A ball on the end of a string is revolved at a uniform rate in a vertical circle of radius 72.0m, as shown in figure. If it's sped is 4.00 m/s and its mass is .300kg. Calculate the tension in the string when the ball is a). at the top of its path and b). when it's at the bottom of the path.

Question

A ball on the end of a string is revolved at a uniform rate in a vertical circle of radius 72.0m, as shown in figure. If it's sped is 4.00 m/s and its mass is .300kg. Calculate the tension in the string when the ball is a). at the top of its path and b). when it's at the bottom of the path.

Answer 1

See my preious answer below, under "related questions". I have nothing further to add.

Answer 2

emily, the question is 72 CM, not 72 meters. convert the 72cm into .72m.

(mass) X (Speed)2/(distance .72) - (mass)(gravity)

for the other other one add the two together.

Answer 3

Okay, thanks! I think I figured it out, if not will ask you tomorrow!!

Answer 4

To calculate the tension in the string at the top and bottom of the path, we need to consider the forces acting on the ball.

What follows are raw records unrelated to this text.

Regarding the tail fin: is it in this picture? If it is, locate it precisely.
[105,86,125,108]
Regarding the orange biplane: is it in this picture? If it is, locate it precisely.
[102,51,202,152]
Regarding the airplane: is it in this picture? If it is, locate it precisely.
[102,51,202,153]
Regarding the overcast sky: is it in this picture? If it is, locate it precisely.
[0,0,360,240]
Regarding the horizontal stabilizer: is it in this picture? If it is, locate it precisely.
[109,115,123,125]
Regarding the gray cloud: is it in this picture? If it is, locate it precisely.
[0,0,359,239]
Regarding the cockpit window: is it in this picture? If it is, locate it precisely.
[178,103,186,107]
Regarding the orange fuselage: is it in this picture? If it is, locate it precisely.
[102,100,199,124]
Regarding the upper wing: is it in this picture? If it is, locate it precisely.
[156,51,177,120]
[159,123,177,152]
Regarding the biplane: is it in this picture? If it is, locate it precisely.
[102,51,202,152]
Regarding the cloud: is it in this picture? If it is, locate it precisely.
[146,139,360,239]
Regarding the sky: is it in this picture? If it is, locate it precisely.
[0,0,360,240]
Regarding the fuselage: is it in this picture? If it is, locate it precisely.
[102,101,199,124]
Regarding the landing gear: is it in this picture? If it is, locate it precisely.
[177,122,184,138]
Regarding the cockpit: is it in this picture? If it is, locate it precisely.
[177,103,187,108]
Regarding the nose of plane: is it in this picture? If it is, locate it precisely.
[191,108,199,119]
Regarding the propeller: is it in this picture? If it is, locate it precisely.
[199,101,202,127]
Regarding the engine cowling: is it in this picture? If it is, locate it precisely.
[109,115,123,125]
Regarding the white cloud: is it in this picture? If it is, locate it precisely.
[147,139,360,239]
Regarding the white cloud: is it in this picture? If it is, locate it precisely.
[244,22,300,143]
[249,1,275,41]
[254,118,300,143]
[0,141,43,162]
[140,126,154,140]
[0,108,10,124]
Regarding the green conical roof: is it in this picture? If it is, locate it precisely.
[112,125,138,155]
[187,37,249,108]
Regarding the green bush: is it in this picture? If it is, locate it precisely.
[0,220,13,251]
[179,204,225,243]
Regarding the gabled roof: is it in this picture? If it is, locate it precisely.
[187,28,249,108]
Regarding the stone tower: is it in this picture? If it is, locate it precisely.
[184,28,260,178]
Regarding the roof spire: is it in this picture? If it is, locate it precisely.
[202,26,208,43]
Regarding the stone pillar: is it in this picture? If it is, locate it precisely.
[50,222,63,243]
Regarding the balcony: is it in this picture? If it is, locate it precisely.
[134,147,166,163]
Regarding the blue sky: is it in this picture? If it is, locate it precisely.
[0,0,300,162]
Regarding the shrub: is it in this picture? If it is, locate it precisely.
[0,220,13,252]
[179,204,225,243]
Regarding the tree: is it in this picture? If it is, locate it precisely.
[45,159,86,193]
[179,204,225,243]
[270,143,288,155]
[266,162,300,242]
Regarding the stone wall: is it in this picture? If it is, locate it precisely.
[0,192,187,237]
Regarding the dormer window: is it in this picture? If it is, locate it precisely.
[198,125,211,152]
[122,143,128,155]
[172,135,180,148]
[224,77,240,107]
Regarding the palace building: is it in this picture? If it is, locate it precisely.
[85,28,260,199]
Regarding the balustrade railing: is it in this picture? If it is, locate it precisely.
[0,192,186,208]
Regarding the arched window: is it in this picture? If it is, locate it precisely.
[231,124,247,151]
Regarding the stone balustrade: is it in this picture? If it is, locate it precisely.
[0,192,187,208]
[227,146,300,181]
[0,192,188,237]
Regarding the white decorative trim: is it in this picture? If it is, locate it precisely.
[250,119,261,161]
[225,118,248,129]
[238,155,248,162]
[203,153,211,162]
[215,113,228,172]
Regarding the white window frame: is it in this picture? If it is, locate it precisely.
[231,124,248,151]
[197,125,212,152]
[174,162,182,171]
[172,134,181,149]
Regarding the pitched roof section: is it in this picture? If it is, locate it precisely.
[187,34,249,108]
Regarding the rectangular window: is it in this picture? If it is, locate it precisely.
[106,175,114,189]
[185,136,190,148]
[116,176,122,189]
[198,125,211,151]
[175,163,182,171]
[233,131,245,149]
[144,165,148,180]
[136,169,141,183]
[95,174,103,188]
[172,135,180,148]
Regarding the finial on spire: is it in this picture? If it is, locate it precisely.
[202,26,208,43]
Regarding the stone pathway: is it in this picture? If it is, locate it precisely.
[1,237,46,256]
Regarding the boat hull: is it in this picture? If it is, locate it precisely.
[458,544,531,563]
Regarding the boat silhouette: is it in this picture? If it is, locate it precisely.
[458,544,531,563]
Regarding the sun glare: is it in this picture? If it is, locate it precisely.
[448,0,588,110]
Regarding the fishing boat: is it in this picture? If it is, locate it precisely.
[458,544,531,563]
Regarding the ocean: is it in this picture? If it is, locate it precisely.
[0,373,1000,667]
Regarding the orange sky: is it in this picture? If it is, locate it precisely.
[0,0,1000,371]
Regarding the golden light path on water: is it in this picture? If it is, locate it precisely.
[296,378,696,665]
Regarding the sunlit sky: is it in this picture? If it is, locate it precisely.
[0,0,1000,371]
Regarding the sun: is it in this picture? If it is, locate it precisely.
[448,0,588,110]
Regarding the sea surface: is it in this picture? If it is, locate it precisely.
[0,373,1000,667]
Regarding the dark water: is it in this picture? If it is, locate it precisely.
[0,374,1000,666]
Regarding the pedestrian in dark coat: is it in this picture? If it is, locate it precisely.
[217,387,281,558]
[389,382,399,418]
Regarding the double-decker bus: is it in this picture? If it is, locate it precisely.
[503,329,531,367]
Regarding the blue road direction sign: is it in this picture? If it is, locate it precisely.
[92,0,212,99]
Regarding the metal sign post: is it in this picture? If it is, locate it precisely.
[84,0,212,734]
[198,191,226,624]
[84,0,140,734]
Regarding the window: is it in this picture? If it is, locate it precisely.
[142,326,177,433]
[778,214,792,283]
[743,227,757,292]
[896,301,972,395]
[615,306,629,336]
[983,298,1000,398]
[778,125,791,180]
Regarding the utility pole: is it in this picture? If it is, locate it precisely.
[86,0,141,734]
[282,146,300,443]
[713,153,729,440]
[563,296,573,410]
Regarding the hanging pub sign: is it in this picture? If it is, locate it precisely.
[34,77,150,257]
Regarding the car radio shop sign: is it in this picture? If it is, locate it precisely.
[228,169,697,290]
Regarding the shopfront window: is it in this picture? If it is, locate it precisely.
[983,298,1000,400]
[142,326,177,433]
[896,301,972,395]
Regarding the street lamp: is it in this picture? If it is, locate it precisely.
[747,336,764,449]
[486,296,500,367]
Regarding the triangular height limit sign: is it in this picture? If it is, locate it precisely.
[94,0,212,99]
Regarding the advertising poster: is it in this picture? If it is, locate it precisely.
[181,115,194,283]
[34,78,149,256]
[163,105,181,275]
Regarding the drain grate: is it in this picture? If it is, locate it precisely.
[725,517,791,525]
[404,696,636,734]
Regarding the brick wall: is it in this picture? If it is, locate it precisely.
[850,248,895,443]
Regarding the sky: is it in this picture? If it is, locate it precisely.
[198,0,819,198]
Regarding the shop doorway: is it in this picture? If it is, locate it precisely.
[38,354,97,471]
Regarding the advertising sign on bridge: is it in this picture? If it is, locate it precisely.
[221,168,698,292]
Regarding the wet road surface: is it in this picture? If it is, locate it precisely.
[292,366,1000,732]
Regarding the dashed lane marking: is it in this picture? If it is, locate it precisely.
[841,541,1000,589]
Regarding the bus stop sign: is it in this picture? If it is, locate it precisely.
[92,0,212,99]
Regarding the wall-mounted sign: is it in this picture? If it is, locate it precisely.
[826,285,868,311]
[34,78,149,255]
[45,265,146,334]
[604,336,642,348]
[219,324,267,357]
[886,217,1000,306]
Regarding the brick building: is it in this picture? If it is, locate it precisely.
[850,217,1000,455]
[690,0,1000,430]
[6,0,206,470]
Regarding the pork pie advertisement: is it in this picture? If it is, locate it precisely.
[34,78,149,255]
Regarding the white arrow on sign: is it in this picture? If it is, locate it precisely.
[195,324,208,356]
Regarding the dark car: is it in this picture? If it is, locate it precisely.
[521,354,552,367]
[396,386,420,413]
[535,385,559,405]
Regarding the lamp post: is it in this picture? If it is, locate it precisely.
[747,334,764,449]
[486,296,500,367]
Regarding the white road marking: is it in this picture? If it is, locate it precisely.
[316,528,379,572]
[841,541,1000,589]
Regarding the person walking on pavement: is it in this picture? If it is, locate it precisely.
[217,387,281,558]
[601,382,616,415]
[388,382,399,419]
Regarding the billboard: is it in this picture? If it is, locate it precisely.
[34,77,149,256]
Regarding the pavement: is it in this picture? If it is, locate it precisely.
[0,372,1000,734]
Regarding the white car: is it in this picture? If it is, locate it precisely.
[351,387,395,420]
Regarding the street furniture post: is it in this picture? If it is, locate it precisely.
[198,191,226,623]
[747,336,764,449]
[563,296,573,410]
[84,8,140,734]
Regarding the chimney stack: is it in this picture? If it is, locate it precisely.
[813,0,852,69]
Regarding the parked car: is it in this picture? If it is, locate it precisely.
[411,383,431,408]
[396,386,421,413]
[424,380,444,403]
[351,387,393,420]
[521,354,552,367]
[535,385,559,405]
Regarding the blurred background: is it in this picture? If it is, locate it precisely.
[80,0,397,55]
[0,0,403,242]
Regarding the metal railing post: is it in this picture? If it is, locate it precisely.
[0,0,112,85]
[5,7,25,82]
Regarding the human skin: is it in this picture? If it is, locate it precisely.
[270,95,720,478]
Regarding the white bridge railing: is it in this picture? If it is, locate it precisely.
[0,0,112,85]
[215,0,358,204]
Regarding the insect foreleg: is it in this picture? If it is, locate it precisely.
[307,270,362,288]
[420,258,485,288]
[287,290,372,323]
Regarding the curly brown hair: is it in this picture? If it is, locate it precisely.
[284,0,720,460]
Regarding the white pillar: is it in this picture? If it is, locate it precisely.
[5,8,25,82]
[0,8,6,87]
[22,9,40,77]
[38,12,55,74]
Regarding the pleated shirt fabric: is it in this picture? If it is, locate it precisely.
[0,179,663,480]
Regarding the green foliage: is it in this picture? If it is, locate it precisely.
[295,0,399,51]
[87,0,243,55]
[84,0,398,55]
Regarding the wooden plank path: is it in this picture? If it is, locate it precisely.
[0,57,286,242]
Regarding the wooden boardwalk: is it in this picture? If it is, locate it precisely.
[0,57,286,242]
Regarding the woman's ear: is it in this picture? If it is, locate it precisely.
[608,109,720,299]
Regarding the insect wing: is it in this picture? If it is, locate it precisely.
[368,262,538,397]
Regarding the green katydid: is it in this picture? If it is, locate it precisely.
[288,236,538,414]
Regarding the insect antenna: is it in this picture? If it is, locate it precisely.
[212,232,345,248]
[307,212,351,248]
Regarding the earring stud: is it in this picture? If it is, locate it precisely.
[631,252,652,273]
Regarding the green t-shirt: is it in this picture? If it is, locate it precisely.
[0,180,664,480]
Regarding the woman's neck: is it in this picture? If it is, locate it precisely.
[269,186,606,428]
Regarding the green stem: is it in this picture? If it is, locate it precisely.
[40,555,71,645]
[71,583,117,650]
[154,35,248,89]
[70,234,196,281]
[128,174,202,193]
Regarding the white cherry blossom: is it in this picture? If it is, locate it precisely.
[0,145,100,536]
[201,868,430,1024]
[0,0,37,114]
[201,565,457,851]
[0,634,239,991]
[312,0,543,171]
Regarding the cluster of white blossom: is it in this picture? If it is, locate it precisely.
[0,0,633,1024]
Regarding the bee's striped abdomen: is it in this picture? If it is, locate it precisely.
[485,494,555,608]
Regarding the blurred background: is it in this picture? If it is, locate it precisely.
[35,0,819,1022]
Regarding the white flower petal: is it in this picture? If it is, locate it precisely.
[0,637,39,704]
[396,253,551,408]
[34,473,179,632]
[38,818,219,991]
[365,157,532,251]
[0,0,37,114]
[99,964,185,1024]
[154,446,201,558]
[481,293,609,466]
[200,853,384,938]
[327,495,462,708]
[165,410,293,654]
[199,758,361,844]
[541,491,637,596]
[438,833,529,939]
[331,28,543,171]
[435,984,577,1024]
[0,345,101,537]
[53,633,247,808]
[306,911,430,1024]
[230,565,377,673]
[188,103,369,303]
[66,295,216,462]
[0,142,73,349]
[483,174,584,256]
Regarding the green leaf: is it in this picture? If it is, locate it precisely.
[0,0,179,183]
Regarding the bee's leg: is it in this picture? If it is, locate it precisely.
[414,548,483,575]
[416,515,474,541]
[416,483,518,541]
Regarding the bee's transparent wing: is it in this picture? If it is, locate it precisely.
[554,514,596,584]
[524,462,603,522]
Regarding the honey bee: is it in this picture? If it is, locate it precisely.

At these points, the gravitational force and the tension in the string will be the only significant forces.

a) At the top of the path:

When the ball is at the top of its path, the tension in the string will be at its maximum because it needs to provide the centripetal force required to keep the ball moving in a circular path.

The centripetal force (Fc) is given by the equation:

Fc = (m * v^2) / r

where m is the mass of the ball, v is its velocity, and r is the radius of the circular path.

In this case:
m = 0.300 kg (given)
v = 4.00 m/s (given)
r = 72.0 m (given)

Plugging in the values, we have:

Fc = (0.300 kg * (4.00 m/s)^2) / 72.0 m

Calculating this, we get:

Fc = 0.0667 kg * m/s^2

Since the centripetal force is equal to the tension in the string at the top, the tension in the string is 0.0667 kg * m/s^2.

b) At the bottom of the path:

When the ball is at the bottom of the path, the tension in the string will be minimum because the weight of the ball will help provide part of the centripetal force.

In this case, we can use the equation:

Fc = (m * v^2) / r

to find the centripetal force required.

Again, plugging in the values:

Fc = (0.300 kg * (4.00 m/s)^2) / 72.0 m

Calculating this, we get:

Fc = 0.0667 kg * m/s^2

However, in this case, we need to subtract the weight of the ball (mg) from the centripetal force to get the tension in the string:

Tension = Fc - mg

The weight of the ball (mg) is given by:

mg = (0.300 kg * 9.8 m/s^2)

Calculating this, we get:

mg = 2.94 kg * m/s^2

Substituting the values:

Tension = 0.0667 kg * m/s^2 - 2.94 kg * m/s^2

Calculating this, we get:

Tension = -2.87 kg * m/s^2

Since tension cannot be negative in this context, the tension in the string at the bottom of the path is zero.

Therefore, the tension in the string at the top of the path is 0.0667 kg * m/s^2, and the tension in the string at the bottom of the path is zero.